Goldman Sachs Upgrades Reliance Industries to ‘Buy’ with 54% Upside Target

In their latest assessment, the brokerage firm has revised its target price for RIL stock, setting it at Rs 4,495 in the optimistic scenario and Rs 3,400 in the conservative scenario. This adjustment suggests a potential return of 17 percent based on the closing price recorded on March 26.

Reliance Industries witnessed a notable surge of over 3 percent in its shares on March 27, following Goldman Sachs’ reaffirmation of a ‘buy’ rating on Reliance Industries Ltd. The investment bank foresees a remarkable 54 percent upside potential by FY26 in its optimistic scenario, citing favorable risk-reward dynamics, value realization from its Disney joint venture, and improved return on capital investments.

Goldman Sachs analysts highlighted that with the capex cycle in two capital-intensive sectors, retail and Jio Telecom, nearing its peak, Reliance Industries is poised to witness enhanced overall performance.

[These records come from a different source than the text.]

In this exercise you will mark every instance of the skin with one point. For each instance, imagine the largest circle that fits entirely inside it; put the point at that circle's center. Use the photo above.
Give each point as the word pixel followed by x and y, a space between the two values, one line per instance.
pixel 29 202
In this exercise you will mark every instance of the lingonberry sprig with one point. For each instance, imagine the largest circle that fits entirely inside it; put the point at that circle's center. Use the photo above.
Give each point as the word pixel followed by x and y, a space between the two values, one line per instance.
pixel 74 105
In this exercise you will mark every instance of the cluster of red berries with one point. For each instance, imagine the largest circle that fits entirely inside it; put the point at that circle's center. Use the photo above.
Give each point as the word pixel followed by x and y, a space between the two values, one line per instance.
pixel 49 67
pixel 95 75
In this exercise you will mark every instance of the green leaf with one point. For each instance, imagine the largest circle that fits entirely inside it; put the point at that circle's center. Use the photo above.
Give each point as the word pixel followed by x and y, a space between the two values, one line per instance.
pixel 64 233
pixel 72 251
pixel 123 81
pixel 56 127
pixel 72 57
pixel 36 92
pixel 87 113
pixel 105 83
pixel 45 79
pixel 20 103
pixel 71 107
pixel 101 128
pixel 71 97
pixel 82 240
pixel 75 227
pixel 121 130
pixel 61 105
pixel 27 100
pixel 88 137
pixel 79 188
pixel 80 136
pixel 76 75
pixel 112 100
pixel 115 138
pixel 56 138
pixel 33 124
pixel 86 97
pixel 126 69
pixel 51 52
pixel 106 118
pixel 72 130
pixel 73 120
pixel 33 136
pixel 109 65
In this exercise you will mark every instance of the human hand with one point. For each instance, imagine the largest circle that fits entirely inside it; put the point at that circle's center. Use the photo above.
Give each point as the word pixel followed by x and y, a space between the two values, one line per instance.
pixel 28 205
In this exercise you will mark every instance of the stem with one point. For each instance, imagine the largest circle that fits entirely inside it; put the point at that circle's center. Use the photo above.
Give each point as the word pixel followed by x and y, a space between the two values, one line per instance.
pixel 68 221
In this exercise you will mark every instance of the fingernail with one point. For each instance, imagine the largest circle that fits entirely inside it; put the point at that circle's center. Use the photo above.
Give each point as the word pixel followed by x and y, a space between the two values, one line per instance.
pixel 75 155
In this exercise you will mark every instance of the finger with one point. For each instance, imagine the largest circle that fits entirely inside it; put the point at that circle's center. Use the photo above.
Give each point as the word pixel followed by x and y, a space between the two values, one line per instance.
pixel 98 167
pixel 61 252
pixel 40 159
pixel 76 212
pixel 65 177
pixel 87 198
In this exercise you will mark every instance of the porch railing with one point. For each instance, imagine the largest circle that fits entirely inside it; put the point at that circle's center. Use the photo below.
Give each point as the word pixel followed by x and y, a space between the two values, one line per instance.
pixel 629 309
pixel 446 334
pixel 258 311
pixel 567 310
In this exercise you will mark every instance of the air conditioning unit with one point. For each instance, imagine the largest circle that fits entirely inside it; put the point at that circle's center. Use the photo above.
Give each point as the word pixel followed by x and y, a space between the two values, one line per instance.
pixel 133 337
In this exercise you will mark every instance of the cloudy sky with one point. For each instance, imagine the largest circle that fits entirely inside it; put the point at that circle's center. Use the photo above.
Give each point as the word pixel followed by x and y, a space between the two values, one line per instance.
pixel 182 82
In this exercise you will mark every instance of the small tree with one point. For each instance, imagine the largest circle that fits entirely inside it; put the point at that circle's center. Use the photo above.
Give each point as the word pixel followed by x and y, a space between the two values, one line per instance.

Furthermore, the brokerage revised its target price for RIL stock, setting it at Rs 4,495 in the bullish scenario and Rs 3,400 in the base case. This adjustment suggests a potential return of 17 percent from the previous closing price.

Goldman Sachs emphasized that Reliance Industries shares typically outperform the Indian market when returns expand and valuation discovery occurs through stake sales in newer ventures. The note added, “Over the last two years, both these drivers were largely absent, potentially driving the shares’ underperformance. We expect rising returns ahead, which could compound with further potential value unlock through potential listings of consumer businesses.”

RIL Positioned for Long-term Growth as Goldman Sachs Predicts Expansion in Returns

According to analysts at Goldman Sachs, Reliance Industries Limited (RIL) is on the cusp of a significant long-term growth phase, with consolidated returns reaching a pivotal juncture in FY24. Forecasts indicate that RIL’s Cash Return on Cash Invested (CROCI) is slated to expand by approximately 270 basis points, reaching 12 percent by FY27, marking the highest level since 2011.

Goldman Sachs emphasized that RIL is gradually emerging from a prolonged series of extensive capex cycles. Over the past decade, RIL has allocated over $125 billion to capex, primarily in the hydrocarbon and telecom sectors, which typically entail substantial investments and longer gestation periods exceeding five years.

The brokerage firm highlighted RIL’s strategic shift towards investments in businesses with comparatively lighter capex requirements, higher returns, and shorter gestation periods over the next three years. This strategic pivot positions RIL for sustained growth and value creation in the longer term.

Reliance Industries’ Earnings Profile Poised for Robust Growth, Anticipates Goldman Sachs

Goldman Sachs foresees a substantial strengthening of Reliance Retail’s earnings before interest, tax, depreciation, and amortization (EBITDA), nearly doubling over the period spanning FY24-27. During this timeframe, the consolidated EBITDA share is projected to ascend to 14.3 percent by FY27 from its FY23 level of 12.4 percent. Furthermore, for the emerging new energy vertical, the brokerage expects a positive EBITDA contribution to commence by FY25, eventually reaching $2.3 billion by FY30.

The outlook on RIL’s consolidated free cash flow, which has historically remained negative due to heightened capital expenditure, is set to turn positive in FY25, coinciding with the anticipated peak in capex. Additionally, EBITDA is forecasted to expand by 20 percent year-on-year, driven by factors such as a telecom tariff hike, heightened retail same-store sales growth, and a recovery in chemical margins.

An impressive annual increase of 17 percent in EBITDA between FY24 and FY27 is envisaged, chiefly fueled by the nearly twofold increase in Retail EBITDA over this period, alongside a robust 22 percent annual EBITDA growth in the telecom segment, buoyed by an upsurge in telecom Average Revenue Per User (ARPU).

Goldman Sachs identifies several catalysts underpinning this growth trajectory, including the ongoing transition of consumers to smartphones, robust growth in fixed broadband penetration, recovery in petrochemical margins driven by global demand dynamics and lower feedstock prices, sustained robustness in diesel cracks owing to constrained global spare capacity, and initiatives aimed at reducing operational expenditure.

Year-to-date, RIL shares have recorded an impressive rally of 11.5 percent, outperforming the benchmark Nifty 50 index, which has registered a more modest increase of just over 1 percent during the same period.